If $f(x)$ and $g(x)$ are continuous, and $f(x)<g(x)$ when $x$ is a rational number, is it true that $f(x)<g(x)$ $\forall x \in \mathbb{R}$?

Question

I know that the result is true for non-strict inequality:

If $f(x)$ and $g(x)$ are continuous, and $f(x)\leq g(x)$ when $x$ is a rational number, then $f(x)\leq g(x)$ $\forall x \in \mathbb{R}.$

However, I am not sure if it still holds when $$\leq$$ is replaced by $$<$$ throughout.

Answer 1

No, it is not true. Pick your favourite irrational number $\alpha$, and then let $$f(x)=-(x-\alpha)^2$$ $$g(x)=(x-\alpha)^2$$

(or just $f(x)=0$).

Answer 2

Consider $f(x)=0$ and $g(x)=x^2-2\sqrt2 x +2$.

Answer 3

With angles measured in radians take $h(x)=1 + \cos x$ so that $h\ge 0$ and all zeros are at irrational values of $x$.

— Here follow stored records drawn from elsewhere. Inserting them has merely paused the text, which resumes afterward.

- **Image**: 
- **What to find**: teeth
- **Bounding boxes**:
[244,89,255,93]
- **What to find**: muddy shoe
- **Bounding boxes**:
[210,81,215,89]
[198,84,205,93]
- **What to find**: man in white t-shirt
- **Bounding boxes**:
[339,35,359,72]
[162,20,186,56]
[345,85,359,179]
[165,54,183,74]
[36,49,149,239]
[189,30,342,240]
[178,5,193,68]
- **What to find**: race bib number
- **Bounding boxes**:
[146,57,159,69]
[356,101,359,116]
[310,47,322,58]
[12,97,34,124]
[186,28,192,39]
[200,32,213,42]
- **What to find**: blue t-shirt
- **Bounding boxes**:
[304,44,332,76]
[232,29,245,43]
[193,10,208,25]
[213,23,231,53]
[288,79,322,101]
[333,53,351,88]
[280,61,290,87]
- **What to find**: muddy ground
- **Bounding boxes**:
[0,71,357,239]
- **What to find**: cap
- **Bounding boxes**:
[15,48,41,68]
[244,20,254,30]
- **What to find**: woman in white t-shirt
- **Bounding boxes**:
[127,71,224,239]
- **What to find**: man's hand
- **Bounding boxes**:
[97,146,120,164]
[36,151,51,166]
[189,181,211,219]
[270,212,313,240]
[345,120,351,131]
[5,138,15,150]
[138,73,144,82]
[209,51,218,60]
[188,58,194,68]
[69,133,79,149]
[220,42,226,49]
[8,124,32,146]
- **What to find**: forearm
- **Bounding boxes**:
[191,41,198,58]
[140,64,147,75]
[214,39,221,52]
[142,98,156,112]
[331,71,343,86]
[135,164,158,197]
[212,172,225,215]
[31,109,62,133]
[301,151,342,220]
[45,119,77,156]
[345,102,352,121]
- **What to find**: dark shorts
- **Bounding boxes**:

Then for any continuous $f$ choose $g=f+h$, and you have equality at an infinite number of points.

Once you have an infinite number of points you can try playing with $\cos q(x)$ for various $q$ to bring the zeros closer together - I'll leave you to explore the possibilities.